In Greek mythology, Hermes created the lyre . . . he was also considered the god of liars, believe it or not. Paul C (the C stands for Cheating, Lying Thief) and Islem knew that one. I should also give a shout out to my sisters Heidi and Kristin from whom I've withheld credit because of some unresolved conflict in my subconscious . . . here's your shout. Aaaaargh.
That's exactly the sound some passengers (and perhaps some security personnel) will be emitting as their bodies are scanned by the new see-through security machines being installed in airports across the country. What I love about this one is the fact that, although every inch of their bodies will be visible through the millimeter-wave scanners, people are supposed to be consoled by the fact that their faces will be blurred out. I'm sure more than one passenger will be overheard saying, "Well, I'm sure they could see the Benjamin-Franklin-shaped birthmark on my upper thigh and that unfortunate unspeakable rash . . . but at least he couldn't see my face." Or . . . "Hey, Honey, you've got some broccoli stuck in your teeth." "Really?! Oh, good thing they blur out your face on the scanner.

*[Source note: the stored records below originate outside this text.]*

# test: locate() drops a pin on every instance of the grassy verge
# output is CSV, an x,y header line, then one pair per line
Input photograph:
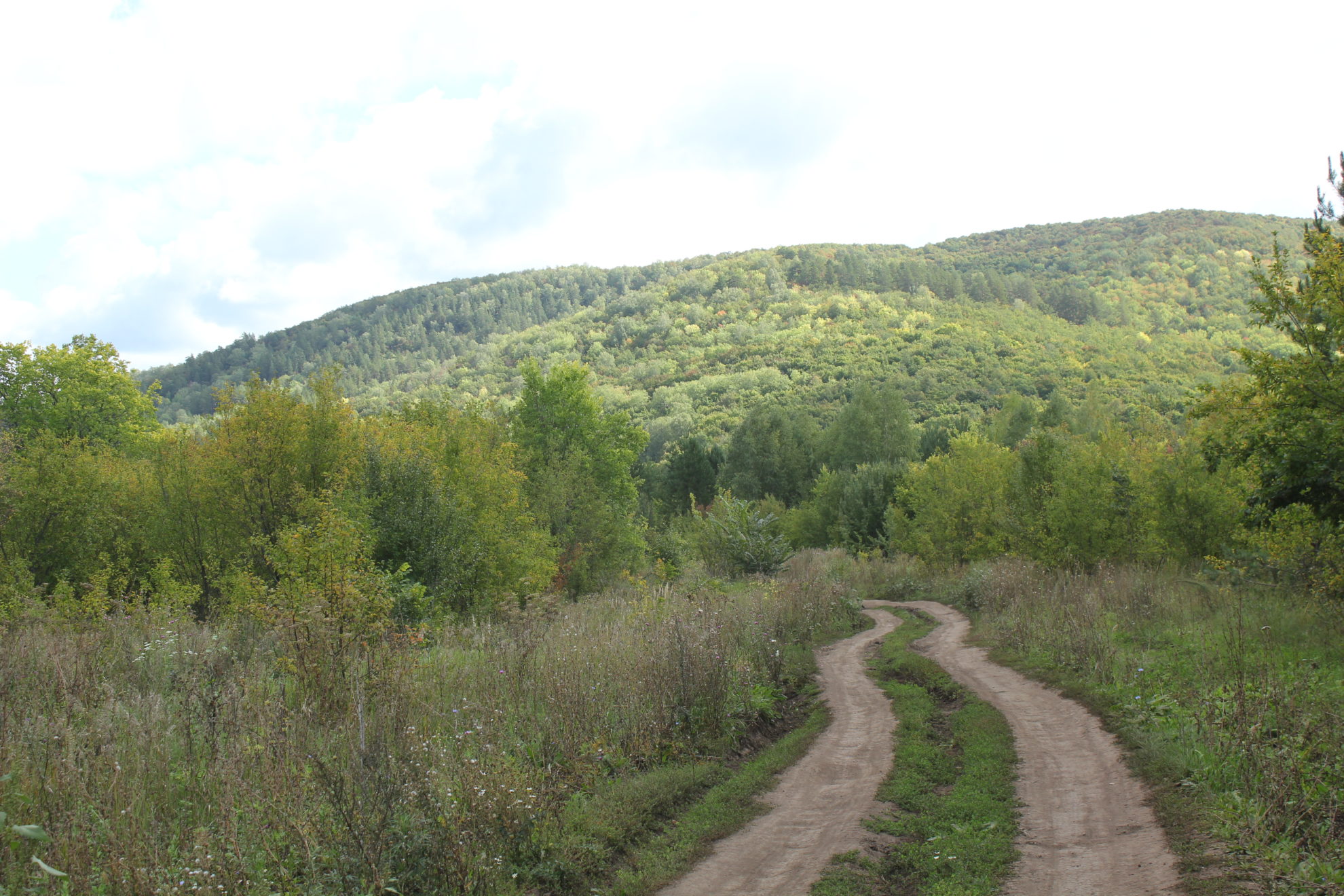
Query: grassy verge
x,y
493,757
1226,699
728,801
952,821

That would have been embarrassing." Other reasons to feel better about the scans: pictures of your naked body will not be saved, printed, or posted to the Internet, AND, if you'd rather not be part of the all-nude airline revue, you can always choose the pat-down instead.
So in honor or dishonor of the Patriot Act peep show, here's today's question:
Are millimeter waves considered ultra-violet waves or infrared waves? (Hint: yes, one of those options is indeed correct . . . the answer isn't "No.")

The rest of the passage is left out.